Your Breath is Your Theme Song

Your Breath is Your Theme Song


himba woman

My theme this week has been based on this interesting story I read recently.

“There is a tribe in Africa called the Himba tribe, where the birth date of a child is counted not from when they were born, nor from when they are conceived but from the day that the child was a thought in its mother’s mind. And when a woman decides that she will have a child, she goes off and sits under a tree, by herself, and she meditates and listens until she can hear the song of the child that wants to come. And after she’s heard the song of this child, she comes back to the man who will be the child’s father, and teaches it to him. And then, when they make love to physically conceive the child, some of that time they sing the song of the child, as a way to invite it.

And then, when the mother is pregnant, the mother teaches that child’s song to the midwives and the old women of the village, so that when the child is born, the old women and the people around her sing the child’s song to welcome it. And then, as the child grows up, the other villagers are taught the child’s song. If the child falls, or hurts its knee, someone picks it up and sings its song to it. Or perhaps the child does something wonderful, or goes through the rites of puberty, then as a way of honoring this person, the people of the village sing his or her song.

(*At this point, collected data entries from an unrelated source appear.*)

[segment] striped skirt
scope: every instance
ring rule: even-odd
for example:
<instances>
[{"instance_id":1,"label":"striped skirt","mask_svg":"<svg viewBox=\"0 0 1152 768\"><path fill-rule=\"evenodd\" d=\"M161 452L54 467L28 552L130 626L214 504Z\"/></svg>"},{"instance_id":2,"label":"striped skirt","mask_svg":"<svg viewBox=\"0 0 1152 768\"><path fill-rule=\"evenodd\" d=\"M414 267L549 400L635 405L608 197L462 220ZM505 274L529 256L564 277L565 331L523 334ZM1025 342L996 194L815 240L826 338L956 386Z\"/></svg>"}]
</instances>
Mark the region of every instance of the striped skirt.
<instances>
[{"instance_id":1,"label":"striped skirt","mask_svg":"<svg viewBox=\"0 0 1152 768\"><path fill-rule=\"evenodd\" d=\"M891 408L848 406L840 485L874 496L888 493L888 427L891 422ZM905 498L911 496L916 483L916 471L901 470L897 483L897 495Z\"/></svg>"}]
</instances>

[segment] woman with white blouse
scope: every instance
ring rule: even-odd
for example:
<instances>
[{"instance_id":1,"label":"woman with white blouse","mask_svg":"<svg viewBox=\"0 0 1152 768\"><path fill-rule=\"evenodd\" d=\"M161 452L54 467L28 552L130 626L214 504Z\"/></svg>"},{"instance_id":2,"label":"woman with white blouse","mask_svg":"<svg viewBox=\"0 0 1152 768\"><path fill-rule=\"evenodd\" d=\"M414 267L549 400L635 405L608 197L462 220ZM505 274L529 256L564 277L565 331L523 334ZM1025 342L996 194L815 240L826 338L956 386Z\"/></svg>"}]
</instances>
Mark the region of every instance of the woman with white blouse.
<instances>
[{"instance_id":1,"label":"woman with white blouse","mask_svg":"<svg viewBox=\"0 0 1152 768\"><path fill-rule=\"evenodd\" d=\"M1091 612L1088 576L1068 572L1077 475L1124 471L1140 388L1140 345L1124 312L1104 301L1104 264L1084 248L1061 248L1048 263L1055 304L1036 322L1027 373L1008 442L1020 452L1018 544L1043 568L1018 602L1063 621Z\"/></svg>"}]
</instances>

In the African tribe there is one other occasion upon which the villagers sing to the child. If at any time during his or her life, the person commits a crime or aberrant social act, the individual is called to the center of the village and the people in the community form a circle around them. Then they sing their song to them.

The tribe recognizes that the correction for antisocial behavior is not punishment; it is love and the remembrance of identity. When you recognize your own song, you have no desire or need to do anything that would hurt another.

And it goes this way through their life. In marriage, the songs are sung, together. And finally, when this child is lying in bed, ready to die, all the villagers know his or her song, and they sing—for the last time—the song to that person.”

Isn’t that story so interesting? It’s so off topic, but there’s this Family Guy episode (I know, haha) where Peter Griffin wants to have his own “theme song” to play as he moves through his day. And essentially, this Himba tribe tradition is creating a theme song for a person from the moment it comes to a mother’s time in meditation, through that person’s whole life, to the day that person dies.

You may not have grown up in an African tribe that sings your song to you to celebrate your happy moments or sings to you during your challenging ones, but life is always reminding you when you are in tune with yourself and when you are not. When you feel good, what you are doing matches your song, and when you feel awful, sometimes it doesn’t and sometimes it may help you.

As yogis, I like to think that our breath is our song. It works in a similar way, carrying us through our good moments and the challenging ones too. The song of our breath keeps us in tune.